After a silence, she said, 'If we cannot behave in a better and more Utopian way, then we deserve to be superseded, don't you think?'
I changed the subject and spoke about the tongues surrounding the science unit.
'Don't worry,' she said lightly. 'We shall find out their function in good time. Do you know about quantum state-reduction? No? I'm reading up about it now. It's the collapse of the wave function, such as Schrodinger's cat - you know all about Schrodinger's cat, Cang Hai?'
'Of course I've heard of it.'
'Well then, the collapse of the wave function resolves the problem of that poor hypothetical quantum-superposed moggie. It becomes either a dead cat or a live cat, instead of being in a quantum superposition of both a dead and an alive cat.'
'I see ... Is that better or worse for the cat?'
She scowled at me. 'Don't try to be funny, dear. Such quantum superpositions occur in the electron displacements in a quantcomp. The definitive experiments conducted by Heitelman early this century made it clear that state-reduction actually takes place when it is the internal gravitational influences that become significant. You see where this leads us?'
I shook my head. 'I'm afraid I don't, Kathi.'
'I'm working on it, babe!' With a cheery wave of its hand her image faded from view.
Sitting there vexed, I tried to understand what she was saying. The gravitational link puzzled me. On inspiration, I decided to Ambient Jon Thorgeson in the science unit.
An unfamiliar face came up in the globe. 'Hi! I'm Jimmy Gonzales Dust, Jon's buddy. We're training for the marathon and he's busy on the running machine. Can I help? He's spoken to me about you. He thinks you're cute.'
'Oh ... Does he? Do you know anything about the -what do you call it? The gravitational ... no ... The magneto-gravitic anomaly? Have you any information about it?'
He looked hard at me. 'We call it the M-gravitic anomaly.' He asked me why I was worrying. I said I didn't really know. I was trying to learn some science.
Jimmy hesitated. 'Keep this to yourself if I give you a shot from the upsat.

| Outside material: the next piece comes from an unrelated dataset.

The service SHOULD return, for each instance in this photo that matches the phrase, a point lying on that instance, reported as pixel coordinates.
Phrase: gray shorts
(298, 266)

There's been a slight shift in the anomaly.'
The photograph he released came through the slot.
I stared at it. It was an aerial view of the Tharsis Shield from 60 miles up. The outline of Olympus Mons - or Chimborazo, to use Kathi's name - could clearly be seen. Across the shot someone had scrawled with marker pen G-WSW + 0.13
0
.
Why and how, I asked myself, should the anomaly have shifted? Why in that direction - in effect towards Arizonis Planitia and our position?
As I stared at the photo, I noticed furrowed regolith to the east of the skirts of Olympus. Kathi had pointed this furrowing out to me earlier. Now it seemed the furrowing was rather more extensive. I could not understand what it meant. In the end, I returned to my studies, not very pleased with myself. Cute? Me?!